Détox numérique et privilège

Pourquoi tout le monde veut se déconnecter (et pourquoi tout le monde ne le peut pas)

Nous vivons à une époque où la connexion permanente est la norme. Pourtant, faire une détox numérique est devenu l’aspiration de ceux qui saturent de répondre à des messages à minuit ou de s’endormir en scrollant sur des vidéos pendant des heures. Pour la plupart d’entre nous, être en ligne n’est plus vraiment un choix délibéré ou une activité ponctuelle. C’est simplement devenu le réglage par défaut de notre existence.
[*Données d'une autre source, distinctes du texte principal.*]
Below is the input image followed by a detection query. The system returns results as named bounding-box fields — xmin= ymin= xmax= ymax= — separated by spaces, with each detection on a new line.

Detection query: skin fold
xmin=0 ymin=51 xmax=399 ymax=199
Mais dernièrement, quelque chose a changé. Se déconnecter, autrefois perçu comme une exclusion ou une punition, est devenu étrangement attrayant. C’est même devenu… cool.

Les signes de ce basculement sont partout :

  • Le hashtag « digital detox » cumule des centaines de milliers de posts sur les réseaux, ironiquement partagées par ceux qui tentent de les quitter.
  • Les loisirs tangibles reviennent en force : la photo argentique et son grain imparfait, le journal intime papier (« junk journal ») et la lecture lente sont devenus des esthétiques à part entière, recherchées pour leur authenticité.

Se déconnecter est devenu un « flex », une preuve de discipline et de contrôle sur ses propres pulsions. Mais c’est là qu’un problème se pose : tout le monde ne peut pas se déconnecter, même en le voulant à tout prix.

Dans cet article, je souhaite explorer, sans moraliser, mais plutôt comme un observateur de nos propres travers, pourquoi nous avons ce besoin croissant de couper et pourquoi cette déconnexion est devenue un privilège loin d’être universel.

Pourquoi voulons-nous faire une détox numérique ?

1. La vie numérique a perdu sa magie

Si vous avez connu l’internet du début des années 2000, vous savez de quoi je parle. À l’époque, le web ressemblait à un terrain de jeu : bizarre, imprévisible, amusant et même un peu chaotique. Naviguer sur des forums obscurs ou savoir télécharger de la musique sur son iPod donnait l’impression d’être un pionnier en avance sur son temps.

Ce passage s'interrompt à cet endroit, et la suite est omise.